FoodCloud-uses-technology-to-get-surplus-food-to-nonprofits-more-efficiently

Taste of success: FoodCloud uses technology to get surplus food to nonprofits more efficiently

At 89, Margaret Cappock still bicycles around her Dublin neighborhood. Her apartment is filled with the furniture her husband built, part of the family business she managed for 50 years. She may be retired, but she is not complacent. Like many, she’s concerned about the impacts of climate change on her three children and six grandchildren.

“I’m very much aware,” she says.

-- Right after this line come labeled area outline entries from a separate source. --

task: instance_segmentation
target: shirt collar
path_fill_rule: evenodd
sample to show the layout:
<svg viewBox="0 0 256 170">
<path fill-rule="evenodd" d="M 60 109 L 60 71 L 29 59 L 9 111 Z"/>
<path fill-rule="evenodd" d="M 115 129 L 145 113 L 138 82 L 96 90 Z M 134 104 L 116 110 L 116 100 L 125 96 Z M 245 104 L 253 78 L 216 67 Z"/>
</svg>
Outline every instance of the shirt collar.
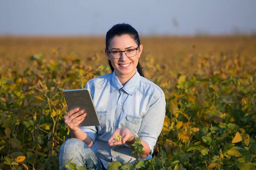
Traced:
<svg viewBox="0 0 256 170">
<path fill-rule="evenodd" d="M 118 91 L 120 88 L 122 89 L 128 94 L 133 95 L 135 92 L 135 91 L 139 85 L 140 80 L 140 75 L 139 72 L 137 71 L 136 73 L 128 81 L 124 86 L 122 85 L 120 81 L 116 76 L 115 71 L 113 72 L 111 79 L 111 92 L 114 92 Z"/>
</svg>

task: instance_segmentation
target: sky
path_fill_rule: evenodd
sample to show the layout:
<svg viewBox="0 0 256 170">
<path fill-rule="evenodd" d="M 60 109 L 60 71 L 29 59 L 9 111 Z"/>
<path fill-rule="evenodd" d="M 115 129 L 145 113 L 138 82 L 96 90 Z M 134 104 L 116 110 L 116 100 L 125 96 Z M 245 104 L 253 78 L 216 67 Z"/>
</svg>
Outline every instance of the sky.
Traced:
<svg viewBox="0 0 256 170">
<path fill-rule="evenodd" d="M 256 0 L 0 0 L 0 35 L 105 35 L 131 24 L 143 35 L 256 32 Z"/>
</svg>

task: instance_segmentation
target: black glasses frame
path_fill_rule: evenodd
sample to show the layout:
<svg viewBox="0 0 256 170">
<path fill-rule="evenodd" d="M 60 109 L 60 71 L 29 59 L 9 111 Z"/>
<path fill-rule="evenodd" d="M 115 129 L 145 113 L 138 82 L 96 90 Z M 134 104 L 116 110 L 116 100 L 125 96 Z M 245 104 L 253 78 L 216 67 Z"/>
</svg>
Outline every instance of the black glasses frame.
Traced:
<svg viewBox="0 0 256 170">
<path fill-rule="evenodd" d="M 121 54 L 122 54 L 122 53 L 124 52 L 125 52 L 125 55 L 126 56 L 126 57 L 129 57 L 129 58 L 131 58 L 131 57 L 134 57 L 135 56 L 136 56 L 136 55 L 137 55 L 137 50 L 138 50 L 139 49 L 140 49 L 140 45 L 139 45 L 139 46 L 138 46 L 138 47 L 137 47 L 137 48 L 130 48 L 130 49 L 128 49 L 128 50 L 125 50 L 125 51 L 108 51 L 108 49 L 106 49 L 106 50 L 107 50 L 107 51 L 108 51 L 108 54 L 110 54 L 110 57 L 111 57 L 111 58 L 113 58 L 113 59 L 119 59 L 119 58 L 121 58 Z M 127 56 L 127 54 L 126 54 L 126 53 L 125 53 L 125 51 L 128 51 L 128 50 L 133 50 L 133 49 L 135 49 L 135 50 L 136 50 L 136 54 L 135 55 L 134 55 L 134 56 L 132 56 L 132 57 L 128 57 L 128 56 Z M 114 51 L 120 51 L 120 52 L 121 52 L 121 53 L 120 53 L 120 55 L 119 55 L 120 57 L 119 57 L 119 58 L 112 58 L 112 56 L 111 56 L 111 54 L 110 54 L 110 53 L 111 53 L 111 52 L 114 52 Z"/>
</svg>

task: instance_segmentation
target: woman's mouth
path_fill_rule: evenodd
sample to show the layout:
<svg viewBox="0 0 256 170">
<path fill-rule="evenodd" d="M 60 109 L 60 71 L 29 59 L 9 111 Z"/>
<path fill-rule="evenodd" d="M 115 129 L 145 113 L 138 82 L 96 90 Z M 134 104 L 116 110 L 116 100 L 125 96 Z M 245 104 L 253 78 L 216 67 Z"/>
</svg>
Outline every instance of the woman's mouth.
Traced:
<svg viewBox="0 0 256 170">
<path fill-rule="evenodd" d="M 131 62 L 130 62 L 130 63 L 129 63 L 128 64 L 119 64 L 118 65 L 120 65 L 122 68 L 127 68 L 131 65 Z"/>
</svg>

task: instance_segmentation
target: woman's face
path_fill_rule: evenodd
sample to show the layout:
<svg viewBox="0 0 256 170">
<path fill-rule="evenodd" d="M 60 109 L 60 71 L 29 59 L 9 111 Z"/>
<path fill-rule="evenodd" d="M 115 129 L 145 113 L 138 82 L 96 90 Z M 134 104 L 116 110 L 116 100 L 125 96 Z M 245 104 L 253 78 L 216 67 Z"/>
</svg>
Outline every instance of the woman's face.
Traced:
<svg viewBox="0 0 256 170">
<path fill-rule="evenodd" d="M 137 47 L 138 45 L 131 37 L 125 34 L 114 37 L 111 42 L 108 50 L 109 51 L 124 51 L 136 48 Z M 130 78 L 135 74 L 143 48 L 143 45 L 140 45 L 140 48 L 137 51 L 136 55 L 132 57 L 127 57 L 124 52 L 121 53 L 121 57 L 119 59 L 112 58 L 111 54 L 106 51 L 106 54 L 108 60 L 111 61 L 117 76 L 125 76 L 125 77 Z"/>
</svg>

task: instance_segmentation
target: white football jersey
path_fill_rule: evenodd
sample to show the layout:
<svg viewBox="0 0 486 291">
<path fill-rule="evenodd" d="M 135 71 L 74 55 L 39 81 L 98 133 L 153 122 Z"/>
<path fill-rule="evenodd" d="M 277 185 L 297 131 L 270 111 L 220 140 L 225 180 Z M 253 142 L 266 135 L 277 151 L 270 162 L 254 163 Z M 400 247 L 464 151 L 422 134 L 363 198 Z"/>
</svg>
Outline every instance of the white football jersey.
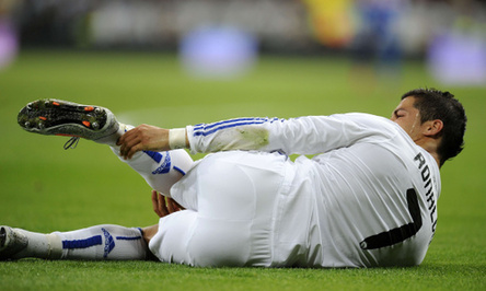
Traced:
<svg viewBox="0 0 486 291">
<path fill-rule="evenodd" d="M 193 152 L 314 155 L 293 163 L 275 242 L 276 248 L 286 243 L 290 249 L 276 254 L 275 266 L 423 261 L 437 225 L 439 167 L 397 124 L 368 114 L 337 114 L 238 118 L 186 129 Z"/>
</svg>

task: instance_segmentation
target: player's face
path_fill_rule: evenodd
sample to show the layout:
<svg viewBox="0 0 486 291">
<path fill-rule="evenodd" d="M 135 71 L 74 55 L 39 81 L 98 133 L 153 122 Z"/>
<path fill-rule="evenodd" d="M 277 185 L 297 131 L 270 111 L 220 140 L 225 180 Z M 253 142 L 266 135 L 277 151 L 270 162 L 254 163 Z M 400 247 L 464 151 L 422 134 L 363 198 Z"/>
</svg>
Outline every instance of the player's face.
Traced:
<svg viewBox="0 0 486 291">
<path fill-rule="evenodd" d="M 420 113 L 414 107 L 415 97 L 409 96 L 398 104 L 392 114 L 392 121 L 397 123 L 415 140 L 420 129 Z"/>
</svg>

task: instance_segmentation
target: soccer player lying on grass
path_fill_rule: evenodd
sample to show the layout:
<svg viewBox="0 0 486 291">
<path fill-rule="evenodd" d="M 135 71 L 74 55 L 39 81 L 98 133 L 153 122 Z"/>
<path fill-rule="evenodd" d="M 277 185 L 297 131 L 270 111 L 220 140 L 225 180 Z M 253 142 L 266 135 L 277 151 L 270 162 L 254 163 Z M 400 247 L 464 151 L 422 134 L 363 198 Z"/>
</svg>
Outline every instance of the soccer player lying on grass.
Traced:
<svg viewBox="0 0 486 291">
<path fill-rule="evenodd" d="M 1 226 L 2 259 L 379 267 L 423 261 L 437 226 L 439 168 L 461 152 L 466 116 L 452 94 L 420 89 L 403 95 L 391 120 L 354 113 L 167 130 L 50 100 L 27 104 L 19 124 L 112 147 L 154 189 L 161 219 L 50 234 Z M 193 162 L 181 148 L 217 153 Z M 292 162 L 293 153 L 316 155 Z"/>
</svg>

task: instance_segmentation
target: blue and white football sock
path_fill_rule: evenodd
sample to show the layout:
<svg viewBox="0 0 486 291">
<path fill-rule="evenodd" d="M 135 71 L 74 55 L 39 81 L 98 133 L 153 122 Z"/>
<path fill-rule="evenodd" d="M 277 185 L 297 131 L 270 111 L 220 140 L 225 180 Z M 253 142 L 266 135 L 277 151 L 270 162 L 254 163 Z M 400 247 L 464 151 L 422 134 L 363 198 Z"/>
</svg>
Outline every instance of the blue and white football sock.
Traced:
<svg viewBox="0 0 486 291">
<path fill-rule="evenodd" d="M 15 229 L 27 236 L 27 246 L 13 258 L 143 260 L 151 253 L 142 231 L 113 224 L 50 234 Z"/>
<path fill-rule="evenodd" d="M 170 197 L 172 185 L 180 181 L 193 167 L 194 161 L 185 150 L 166 152 L 141 151 L 125 160 L 119 154 L 119 147 L 112 147 L 119 160 L 137 171 L 152 189 Z"/>
<path fill-rule="evenodd" d="M 104 224 L 53 234 L 61 240 L 61 259 L 147 259 L 150 253 L 136 228 Z"/>
</svg>

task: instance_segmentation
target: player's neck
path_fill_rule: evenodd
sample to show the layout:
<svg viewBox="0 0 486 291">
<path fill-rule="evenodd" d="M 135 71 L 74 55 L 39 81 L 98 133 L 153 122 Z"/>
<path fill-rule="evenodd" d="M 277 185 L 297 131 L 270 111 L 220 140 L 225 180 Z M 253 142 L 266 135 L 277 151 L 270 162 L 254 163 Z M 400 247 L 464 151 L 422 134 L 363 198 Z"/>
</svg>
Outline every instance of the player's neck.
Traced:
<svg viewBox="0 0 486 291">
<path fill-rule="evenodd" d="M 417 146 L 421 147 L 424 150 L 430 153 L 433 160 L 436 160 L 437 165 L 440 167 L 440 156 L 438 153 L 440 139 L 423 137 L 418 140 L 415 140 L 415 143 L 417 143 Z"/>
</svg>

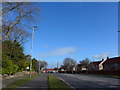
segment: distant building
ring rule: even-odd
[[[104,62],[104,59],[102,59],[101,61],[91,62],[89,70],[103,70]]]
[[[81,64],[77,64],[73,67],[73,71],[84,71],[87,70],[85,67],[83,67]]]
[[[120,70],[120,57],[109,58],[103,63],[104,70]]]

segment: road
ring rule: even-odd
[[[19,87],[18,89],[21,88],[21,90],[22,90],[22,89],[27,89],[28,88],[30,90],[34,90],[34,89],[47,90],[47,88],[48,88],[48,82],[47,82],[48,80],[47,79],[48,79],[47,74],[43,73],[43,74],[33,78],[28,83]]]
[[[74,88],[118,88],[120,79],[82,74],[53,75],[63,79]]]

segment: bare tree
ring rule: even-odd
[[[0,40],[7,38],[16,28],[24,31],[25,23],[34,21],[38,11],[39,8],[31,2],[3,2],[2,16],[0,16],[2,17],[3,35]]]

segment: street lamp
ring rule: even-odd
[[[33,26],[32,28],[32,44],[31,44],[31,62],[30,62],[30,72],[32,71],[32,49],[33,49],[33,40],[34,40],[34,30],[37,28],[37,26]],[[31,73],[30,73],[31,77]]]

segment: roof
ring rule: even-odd
[[[120,57],[108,58],[104,64],[115,64],[120,63]]]
[[[47,70],[54,70],[54,69],[47,69]]]

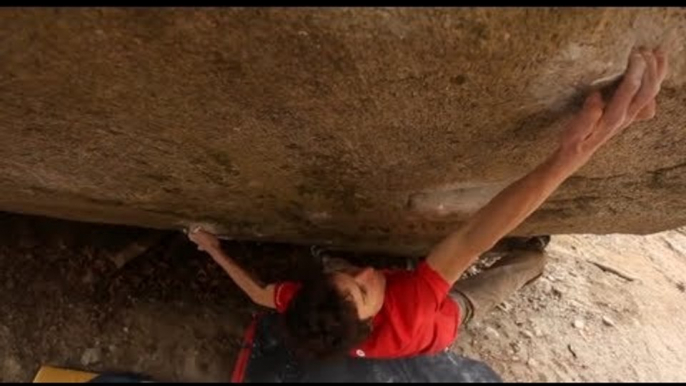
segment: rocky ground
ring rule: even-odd
[[[225,247],[268,281],[314,267],[305,247]],[[508,381],[686,380],[684,231],[557,236],[548,250],[544,277],[456,350]],[[30,381],[42,364],[227,381],[255,310],[180,233],[9,214],[0,304],[0,381]]]

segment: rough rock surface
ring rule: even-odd
[[[521,235],[686,224],[686,11],[3,9],[0,210],[423,250],[670,30],[658,117]]]

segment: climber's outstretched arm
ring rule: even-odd
[[[449,283],[457,281],[479,255],[521,224],[603,144],[631,123],[652,118],[666,73],[661,50],[633,52],[610,101],[605,103],[599,92],[592,93],[553,154],[439,243],[427,257],[428,264]]]

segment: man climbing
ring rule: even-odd
[[[414,270],[348,267],[302,283],[262,285],[226,256],[210,233],[194,230],[189,237],[255,303],[282,313],[289,340],[302,352],[368,358],[437,353],[454,341],[460,325],[541,275],[542,247],[514,252],[481,274],[458,281],[600,147],[633,122],[651,119],[666,73],[661,49],[632,52],[609,101],[598,91],[591,93],[552,154],[436,245]]]

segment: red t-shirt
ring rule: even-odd
[[[460,310],[448,295],[450,285],[426,262],[414,271],[384,271],[384,304],[372,320],[372,333],[350,353],[367,358],[400,358],[433,354],[457,337]],[[300,288],[282,282],[274,290],[279,312],[288,308]]]

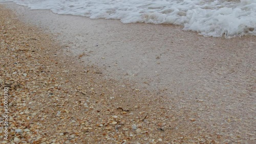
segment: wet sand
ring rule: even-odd
[[[84,125],[90,126],[80,126],[88,131],[84,132],[87,136],[82,135],[88,138],[80,142],[104,143],[99,139],[108,139],[107,143],[112,143],[114,140],[121,142],[127,138],[132,143],[197,143],[201,140],[198,138],[202,139],[203,143],[214,141],[220,143],[253,143],[255,140],[255,37],[206,38],[182,31],[179,26],[124,25],[118,20],[58,15],[49,11],[29,11],[10,3],[5,6],[16,10],[14,13],[17,17],[12,17],[13,20],[20,20],[23,22],[18,22],[29,25],[28,28],[34,27],[31,25],[36,26],[35,30],[42,30],[45,33],[40,34],[51,36],[51,38],[44,39],[43,41],[57,43],[58,46],[48,47],[38,54],[53,57],[54,62],[46,61],[46,65],[53,64],[54,67],[56,63],[63,63],[60,67],[67,69],[56,70],[58,73],[73,71],[75,77],[70,75],[73,77],[65,77],[63,74],[61,78],[57,79],[70,82],[70,87],[74,87],[78,95],[68,98],[68,101],[78,106],[80,105],[76,102],[88,99],[92,102],[93,108],[86,108],[89,112],[83,113],[88,117],[83,121],[90,124],[84,122]],[[30,33],[27,34],[29,36]],[[67,66],[66,62],[70,65]],[[93,81],[90,84],[89,78]],[[66,86],[63,87],[69,88]],[[79,101],[78,97],[88,94],[83,94],[81,88],[87,89],[86,91],[91,95],[90,99],[86,97]],[[96,90],[100,92],[95,91]],[[51,93],[44,92],[48,95]],[[58,92],[59,96],[56,95],[58,98],[54,100],[59,100],[62,92]],[[103,98],[95,98],[96,95]],[[38,101],[42,96],[38,96]],[[47,103],[49,100],[44,100]],[[113,108],[109,108],[110,106]],[[38,108],[40,106],[35,105]],[[116,109],[120,107],[133,111],[123,113],[125,111]],[[63,108],[54,111],[63,111]],[[77,108],[78,113],[83,111],[83,107]],[[104,121],[98,119],[97,113],[102,111],[100,117],[104,117],[106,122],[101,127],[99,124]],[[72,114],[77,119],[84,118],[79,117],[81,113]],[[114,114],[120,118],[119,121],[115,121]],[[147,115],[146,122],[142,122],[141,119]],[[122,125],[122,119],[129,122]],[[63,120],[69,121],[72,121],[70,117]],[[117,124],[112,124],[115,122]],[[140,126],[141,132],[132,129],[134,124]],[[46,129],[47,125],[45,125]],[[66,127],[70,125],[59,126],[61,130],[67,129]],[[119,127],[122,129],[118,131]],[[89,131],[89,128],[93,129]],[[115,137],[116,130],[125,133],[125,136]],[[58,134],[57,131],[52,130],[51,133]],[[147,132],[142,133],[145,131]],[[91,134],[88,135],[88,133]],[[76,136],[78,140],[83,137]],[[64,140],[59,135],[55,139],[60,143],[62,142],[59,140]]]

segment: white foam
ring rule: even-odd
[[[10,1],[1,1],[1,2]],[[205,36],[256,35],[256,0],[17,0],[31,10],[91,18],[184,26]]]

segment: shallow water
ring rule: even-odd
[[[256,0],[0,0],[58,14],[184,26],[205,36],[256,35]]]

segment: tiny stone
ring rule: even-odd
[[[140,133],[141,132],[141,130],[140,128],[136,130],[136,132],[137,133]]]
[[[133,129],[133,130],[137,130],[137,126],[136,125],[133,125],[132,126],[132,128]]]
[[[125,121],[124,121],[124,119],[121,120],[121,122],[120,122],[120,125],[124,125],[125,124]]]
[[[23,133],[23,130],[22,129],[16,129],[15,132],[16,132],[16,133]]]
[[[113,122],[111,123],[111,124],[112,124],[112,125],[115,125],[116,124],[117,124],[117,122]]]
[[[19,138],[17,138],[17,137],[14,137],[14,141],[15,142],[19,142]]]

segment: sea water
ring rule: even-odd
[[[256,0],[0,0],[124,23],[173,24],[205,36],[256,35]]]

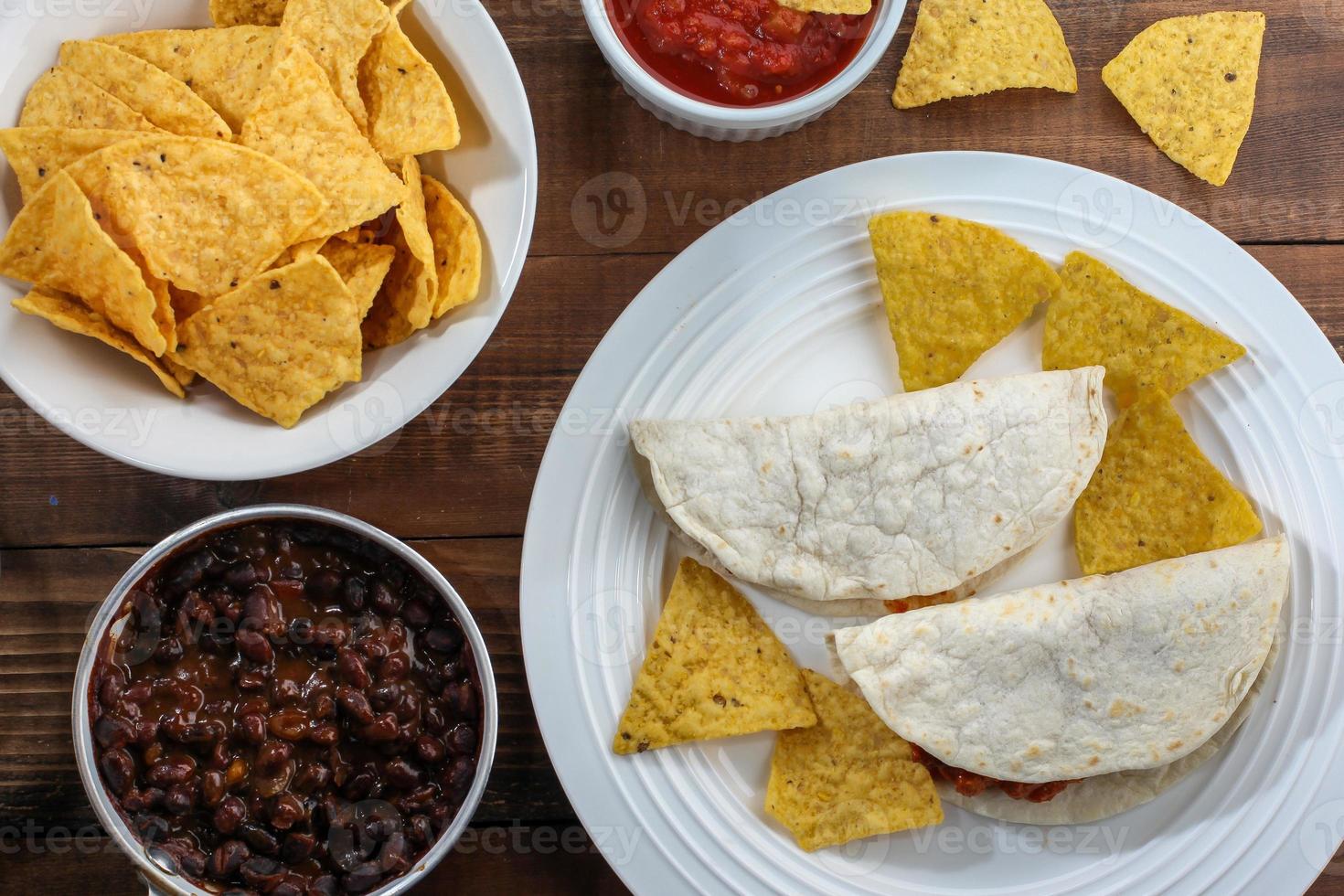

As part of doing her part, every week Cappock makes batches of orange juice using donated surplus fruit that otherwise could end up in a landfill – the worst possible place for it.

When surplus food is thrown away, it’s not just a missed opportunity to feed someone at a time when food prices are generally rising and food insecurity is expected to increase worldwide. Food put into landfills releases methane, a greenhouse gas that traps heat in the atmosphere and contributes to global warming. If food waste were a country, it would be the third largest greenhouse gas-emitting country in the world, behind China and the United States, the Food and Agriculture Organization of the United Nations said in a report.

The staggering consequences of food waste appalled Aoibheann O’Brien and Iseult Ward. The two are co-founders of FoodCloud, which offers two services to redistribute surplus food: technology and warehousing. Their technology platform – Foodiverse – directly connects food retailers with surplus or excess food to local community groups. They also work closely with the Irish food industry to identify and rescue surplus food from food manufacturers, producers, growers and distributors and redistribute it to community groups from one of their three food redistribution warehouses, or hubs, across Ireland.